NSF-Funded Project To Enhance Resilience In Next-Generation Wireless Systems

Texas A&M University researchers have received a grant from the National Science Foundation’s (NSF) Resilient & Intelligent NextG Systems (RINGS) program. The three-year, $1 million project aims to advance the resiliency of next-generation wireless and mobile communication, networking, sensing and computing systems.

Krishna Narayanan, the Eric D. Rubin ’06 Professor in the Department of Electrical and Computer Engineering at Texas A&M, will serve as the lead principal investigator of the project. Narayanan will be working alongside co-principal investigators, professor Jean-Francois Chamberland and associate professor Sebastian Hoyos from electrical and computer engineering, and Sunay Palsole, assistant vice chancellor for engineering remote education in the College of Engineering.

Currently, a primary focus for cellular providers is the peak data rate on the downlink, or the fastest data transfer rate available from the internet to a cellular device. This means that depending on a person’s location and accessibility to a base station or cell tower, they may occasionally have an excellent connection and high-speed access to the network.
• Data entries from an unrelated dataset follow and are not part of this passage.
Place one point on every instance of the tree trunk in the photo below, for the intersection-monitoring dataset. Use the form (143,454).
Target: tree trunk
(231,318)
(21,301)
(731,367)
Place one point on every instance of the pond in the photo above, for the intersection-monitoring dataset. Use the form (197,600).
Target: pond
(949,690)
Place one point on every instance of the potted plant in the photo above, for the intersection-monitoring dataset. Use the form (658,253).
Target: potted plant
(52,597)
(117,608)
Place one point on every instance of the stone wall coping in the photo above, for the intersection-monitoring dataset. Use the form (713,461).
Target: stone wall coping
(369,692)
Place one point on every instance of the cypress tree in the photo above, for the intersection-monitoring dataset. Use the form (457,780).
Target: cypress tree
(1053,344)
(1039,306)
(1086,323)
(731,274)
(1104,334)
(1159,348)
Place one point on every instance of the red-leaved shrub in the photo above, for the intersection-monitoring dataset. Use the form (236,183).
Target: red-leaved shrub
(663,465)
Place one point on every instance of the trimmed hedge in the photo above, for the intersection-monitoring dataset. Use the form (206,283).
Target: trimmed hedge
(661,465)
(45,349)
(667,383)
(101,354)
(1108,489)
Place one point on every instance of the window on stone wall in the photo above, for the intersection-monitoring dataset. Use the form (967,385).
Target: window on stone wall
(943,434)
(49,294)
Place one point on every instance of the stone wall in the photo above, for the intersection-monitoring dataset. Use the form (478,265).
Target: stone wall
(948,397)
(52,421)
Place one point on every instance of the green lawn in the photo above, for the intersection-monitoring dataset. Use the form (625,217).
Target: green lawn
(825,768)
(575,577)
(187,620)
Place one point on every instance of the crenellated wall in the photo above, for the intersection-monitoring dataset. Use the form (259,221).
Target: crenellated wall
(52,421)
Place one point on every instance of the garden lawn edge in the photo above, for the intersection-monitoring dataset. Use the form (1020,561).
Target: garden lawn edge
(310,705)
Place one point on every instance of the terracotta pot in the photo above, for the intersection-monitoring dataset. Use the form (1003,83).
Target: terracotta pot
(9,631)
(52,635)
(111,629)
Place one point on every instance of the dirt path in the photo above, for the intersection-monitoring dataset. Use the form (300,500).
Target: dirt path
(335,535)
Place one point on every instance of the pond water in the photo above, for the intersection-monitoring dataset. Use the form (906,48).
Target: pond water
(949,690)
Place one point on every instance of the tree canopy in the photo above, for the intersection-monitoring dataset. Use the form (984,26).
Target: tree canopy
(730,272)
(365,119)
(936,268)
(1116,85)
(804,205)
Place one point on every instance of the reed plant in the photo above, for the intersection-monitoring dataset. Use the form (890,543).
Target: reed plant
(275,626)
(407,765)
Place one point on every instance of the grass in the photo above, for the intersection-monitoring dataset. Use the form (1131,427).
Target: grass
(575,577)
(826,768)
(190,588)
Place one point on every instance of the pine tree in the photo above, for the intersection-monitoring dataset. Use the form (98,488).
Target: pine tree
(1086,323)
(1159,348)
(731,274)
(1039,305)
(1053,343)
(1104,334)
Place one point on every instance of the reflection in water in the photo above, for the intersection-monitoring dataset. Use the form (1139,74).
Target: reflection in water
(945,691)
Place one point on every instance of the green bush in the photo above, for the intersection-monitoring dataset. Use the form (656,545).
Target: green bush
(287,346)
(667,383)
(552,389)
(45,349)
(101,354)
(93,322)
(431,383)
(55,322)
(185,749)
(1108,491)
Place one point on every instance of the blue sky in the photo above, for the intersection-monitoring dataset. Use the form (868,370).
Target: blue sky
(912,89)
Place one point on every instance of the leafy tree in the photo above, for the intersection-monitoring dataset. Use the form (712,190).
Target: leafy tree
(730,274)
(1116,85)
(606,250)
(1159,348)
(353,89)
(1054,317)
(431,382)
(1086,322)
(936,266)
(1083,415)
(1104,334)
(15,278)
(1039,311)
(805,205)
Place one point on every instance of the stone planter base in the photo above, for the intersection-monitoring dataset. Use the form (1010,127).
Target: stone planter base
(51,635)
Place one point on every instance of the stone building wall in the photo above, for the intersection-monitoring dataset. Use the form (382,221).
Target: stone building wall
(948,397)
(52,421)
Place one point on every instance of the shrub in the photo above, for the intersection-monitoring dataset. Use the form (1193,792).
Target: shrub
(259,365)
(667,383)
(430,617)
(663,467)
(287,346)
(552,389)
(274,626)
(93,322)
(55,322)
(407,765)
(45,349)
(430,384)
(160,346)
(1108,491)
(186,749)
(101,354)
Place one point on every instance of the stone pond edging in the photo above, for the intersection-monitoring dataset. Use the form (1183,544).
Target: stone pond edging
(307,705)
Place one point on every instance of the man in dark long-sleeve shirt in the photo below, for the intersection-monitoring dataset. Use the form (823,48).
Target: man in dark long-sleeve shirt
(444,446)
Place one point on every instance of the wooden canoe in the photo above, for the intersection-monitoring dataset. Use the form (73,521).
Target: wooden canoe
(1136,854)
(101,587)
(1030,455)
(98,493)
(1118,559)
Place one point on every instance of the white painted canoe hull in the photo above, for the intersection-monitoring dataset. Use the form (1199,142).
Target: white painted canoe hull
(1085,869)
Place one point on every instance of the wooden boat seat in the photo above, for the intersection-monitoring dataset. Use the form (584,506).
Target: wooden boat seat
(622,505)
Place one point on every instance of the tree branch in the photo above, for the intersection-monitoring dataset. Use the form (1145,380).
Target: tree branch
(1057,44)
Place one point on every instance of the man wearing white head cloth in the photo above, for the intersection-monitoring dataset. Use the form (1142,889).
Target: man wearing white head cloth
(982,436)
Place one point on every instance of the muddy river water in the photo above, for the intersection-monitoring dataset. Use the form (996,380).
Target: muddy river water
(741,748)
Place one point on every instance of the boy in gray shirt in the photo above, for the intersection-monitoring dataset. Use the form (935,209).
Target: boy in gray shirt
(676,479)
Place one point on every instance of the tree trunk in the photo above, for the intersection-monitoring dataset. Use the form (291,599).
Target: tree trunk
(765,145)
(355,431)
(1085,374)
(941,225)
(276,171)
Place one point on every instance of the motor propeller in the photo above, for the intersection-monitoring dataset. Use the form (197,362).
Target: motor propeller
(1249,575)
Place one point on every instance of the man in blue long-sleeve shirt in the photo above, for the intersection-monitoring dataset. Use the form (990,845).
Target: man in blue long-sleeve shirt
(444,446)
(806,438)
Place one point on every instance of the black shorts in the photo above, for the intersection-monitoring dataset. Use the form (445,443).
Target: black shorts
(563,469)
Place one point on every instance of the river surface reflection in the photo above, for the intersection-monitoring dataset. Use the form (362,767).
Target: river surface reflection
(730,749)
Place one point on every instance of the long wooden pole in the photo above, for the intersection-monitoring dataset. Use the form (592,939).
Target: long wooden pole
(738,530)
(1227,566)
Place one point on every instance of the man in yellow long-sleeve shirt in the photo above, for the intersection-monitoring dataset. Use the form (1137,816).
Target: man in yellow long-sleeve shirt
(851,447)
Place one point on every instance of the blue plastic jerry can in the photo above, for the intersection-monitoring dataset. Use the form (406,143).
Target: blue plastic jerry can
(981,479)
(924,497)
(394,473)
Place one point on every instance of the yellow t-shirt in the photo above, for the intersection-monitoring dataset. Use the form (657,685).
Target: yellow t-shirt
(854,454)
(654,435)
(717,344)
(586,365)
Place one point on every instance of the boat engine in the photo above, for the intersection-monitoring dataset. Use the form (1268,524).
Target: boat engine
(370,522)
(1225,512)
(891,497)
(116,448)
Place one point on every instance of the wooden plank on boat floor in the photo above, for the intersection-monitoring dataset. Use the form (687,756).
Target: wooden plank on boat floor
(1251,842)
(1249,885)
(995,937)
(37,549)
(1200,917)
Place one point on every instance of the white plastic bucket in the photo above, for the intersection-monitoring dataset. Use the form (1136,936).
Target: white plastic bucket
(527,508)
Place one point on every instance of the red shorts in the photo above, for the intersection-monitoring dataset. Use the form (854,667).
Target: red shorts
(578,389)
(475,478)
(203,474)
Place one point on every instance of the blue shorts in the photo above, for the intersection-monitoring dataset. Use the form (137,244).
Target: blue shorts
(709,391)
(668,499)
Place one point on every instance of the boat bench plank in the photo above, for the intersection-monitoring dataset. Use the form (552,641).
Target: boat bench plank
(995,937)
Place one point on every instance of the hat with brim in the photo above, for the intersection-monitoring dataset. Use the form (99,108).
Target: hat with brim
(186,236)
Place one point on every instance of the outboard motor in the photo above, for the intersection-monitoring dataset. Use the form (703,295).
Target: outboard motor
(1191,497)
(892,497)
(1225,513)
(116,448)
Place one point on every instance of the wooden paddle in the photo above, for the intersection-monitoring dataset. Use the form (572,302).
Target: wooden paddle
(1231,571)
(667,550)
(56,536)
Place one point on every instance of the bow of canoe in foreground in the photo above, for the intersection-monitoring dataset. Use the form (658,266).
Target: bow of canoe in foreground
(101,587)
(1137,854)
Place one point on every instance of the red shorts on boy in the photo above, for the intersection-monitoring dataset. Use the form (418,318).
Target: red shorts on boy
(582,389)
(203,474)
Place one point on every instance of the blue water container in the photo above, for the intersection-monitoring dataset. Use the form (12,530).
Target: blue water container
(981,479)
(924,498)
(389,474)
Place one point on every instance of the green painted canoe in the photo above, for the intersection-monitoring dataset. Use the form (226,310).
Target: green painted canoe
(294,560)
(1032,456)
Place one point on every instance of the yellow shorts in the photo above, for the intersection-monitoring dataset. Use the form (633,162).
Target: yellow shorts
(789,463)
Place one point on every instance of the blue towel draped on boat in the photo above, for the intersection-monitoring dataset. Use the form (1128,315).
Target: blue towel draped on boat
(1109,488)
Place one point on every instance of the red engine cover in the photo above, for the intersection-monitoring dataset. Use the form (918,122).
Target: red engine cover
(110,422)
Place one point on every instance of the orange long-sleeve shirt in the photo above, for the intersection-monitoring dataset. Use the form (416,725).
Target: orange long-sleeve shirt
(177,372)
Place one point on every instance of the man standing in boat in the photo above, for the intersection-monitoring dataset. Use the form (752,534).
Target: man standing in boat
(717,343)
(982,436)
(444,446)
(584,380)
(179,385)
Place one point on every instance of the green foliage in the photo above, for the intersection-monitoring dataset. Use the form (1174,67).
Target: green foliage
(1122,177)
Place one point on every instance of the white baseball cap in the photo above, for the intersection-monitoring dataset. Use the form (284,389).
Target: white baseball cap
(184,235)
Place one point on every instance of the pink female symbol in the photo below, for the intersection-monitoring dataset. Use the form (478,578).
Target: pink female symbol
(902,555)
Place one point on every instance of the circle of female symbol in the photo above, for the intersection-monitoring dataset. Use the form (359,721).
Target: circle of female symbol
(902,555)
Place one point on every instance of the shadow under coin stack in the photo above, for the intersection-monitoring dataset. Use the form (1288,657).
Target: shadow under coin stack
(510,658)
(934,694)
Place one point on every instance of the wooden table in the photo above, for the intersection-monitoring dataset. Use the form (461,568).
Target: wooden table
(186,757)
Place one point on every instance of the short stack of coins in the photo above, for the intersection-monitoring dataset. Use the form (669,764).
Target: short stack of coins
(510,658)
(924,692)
Apps, for example, will perform well at that moment, but not at times when accessibility to a cell tower is limited. For this project, Narayanan and his team are looking at ways to expand the resiliency of the network and build an infrastructure to allow for consistently reliable access to the network, regardless of location or other factors that impact current connectivity rates.

Many applications need a more resilient, reliable connection to a base station. This project not only aims to advance the resiliency of devices such as cell phones, but it also looks to open new doors for many types of systems — such as machines, surveillance cameras, autonomous vehicles, remote sensors, etc. — that connect to base stations.

The team will pursue the idea of using cell-free systems where a device may be connected to multiple base stations at the same time to improve resiliency. Every device encodes the data in exactly the same way, without the base station telling them how to pick the parameters for how to encode their data. The team has been at the forefront of research in designing these unsourced random access schemes.

While Narayanan, Chamberland and Hoyos are focused primarily on the research, Palsole will lead an educational outreach aspect of the project. This effort will include the creation of educational modules and their dissemination for broad use by students at other universities and by engineers in the industry.

A distinct facet of this project is that, in addition to government funding, the RINGS program also features industry partners who provide an opportunity for researchers to receive pertinent feedback and information on their perspectives and challenges related to current wireless systems. This collaboration ensures the rapid transition of ideas from academia to industry.

“The opportunity to actually get feedback from companies and learn about problems that are of actual interest to them is one of the most exciting things for me in this project,” Narayanan said.

The NSF RINGS program is partnered with the Office of the Under Secretary of Defense for Research and Engineering, the National Institute of Standards and Technology and a number of industry partners. The project was also endorsed by the United Nations Decade of Ocean Science for Sustainable Development.